Formen der Psychotherapie

 

Aufgrund der grossen Anzahl verschiedener Psychotherapien können an dieser Stelle nur die am häufigsten angewandten Formen aufgeführt werden. Es kann aufgrund der Komplexität nur eine inhaltich sehr stark gekürzte und unvollständige Übersicht publiziert werden. Die Trennung zwischen den einzelnen Richtungen ist oft umstritten und darf nicht als objektive Tatsache angesehen werden.
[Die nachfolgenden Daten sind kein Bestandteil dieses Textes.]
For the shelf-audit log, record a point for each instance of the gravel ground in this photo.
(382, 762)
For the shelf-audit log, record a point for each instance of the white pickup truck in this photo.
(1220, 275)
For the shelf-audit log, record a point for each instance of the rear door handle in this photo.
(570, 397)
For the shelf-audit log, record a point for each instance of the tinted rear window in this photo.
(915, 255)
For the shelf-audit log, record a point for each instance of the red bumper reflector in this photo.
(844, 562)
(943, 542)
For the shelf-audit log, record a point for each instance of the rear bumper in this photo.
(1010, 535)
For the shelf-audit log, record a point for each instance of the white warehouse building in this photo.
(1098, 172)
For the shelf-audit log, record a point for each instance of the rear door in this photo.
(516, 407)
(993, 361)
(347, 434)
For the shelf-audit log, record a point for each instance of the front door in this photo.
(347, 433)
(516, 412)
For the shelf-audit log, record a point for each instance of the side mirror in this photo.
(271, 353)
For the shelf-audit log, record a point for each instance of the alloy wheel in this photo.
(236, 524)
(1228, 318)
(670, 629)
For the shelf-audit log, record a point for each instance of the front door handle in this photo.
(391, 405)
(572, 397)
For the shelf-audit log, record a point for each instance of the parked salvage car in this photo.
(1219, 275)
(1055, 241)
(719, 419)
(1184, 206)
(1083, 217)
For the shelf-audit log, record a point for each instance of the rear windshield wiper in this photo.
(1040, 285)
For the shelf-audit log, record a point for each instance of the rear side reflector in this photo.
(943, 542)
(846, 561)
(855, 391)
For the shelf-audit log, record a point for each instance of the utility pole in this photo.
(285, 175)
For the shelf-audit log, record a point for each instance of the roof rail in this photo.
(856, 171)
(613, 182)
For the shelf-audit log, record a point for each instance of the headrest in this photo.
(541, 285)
Zurzeit gibt es 26 anerkannte Psychotherapie-Methoden, Tendenz steigend. Bei einer Psychotherapie geht es nicht primär darum die Symptome zu unterdrücken (wie z.B. Medikamente es tun), sondern die Ursachen der Erkrankung zu bekämpfen. Das menschliche Gehirn ist plastisch, was heisst, dass es auch im Unterbewusstsein dazulernen und neue Verknüpfungen bilden kann. Der Unterschied zwischen rationalem Wissen und unterbewusstem Wissen ist gross. Immer wieder können Menschen nicht verstehen, dass das logische Denken nur einen minimalen Einfluss auf unsere Gefühlswelt hat. Beispiel starker Liebeskummer: Liebeskummer kennen fast alle Personen. Wenn sich die betroffene Person nun sagt, sie solle keinen Liebeskummer mehr haben heisst dies nicht, dass sich die Emotionen dadurch vollständig steuern liessen und die Beschwerden auf Knopfdruck verschwinden. Selbstverständlich sind psychische Erkrankungen um einiges stärker als Liebeskummer, doch der Mechanismus ist derselbe.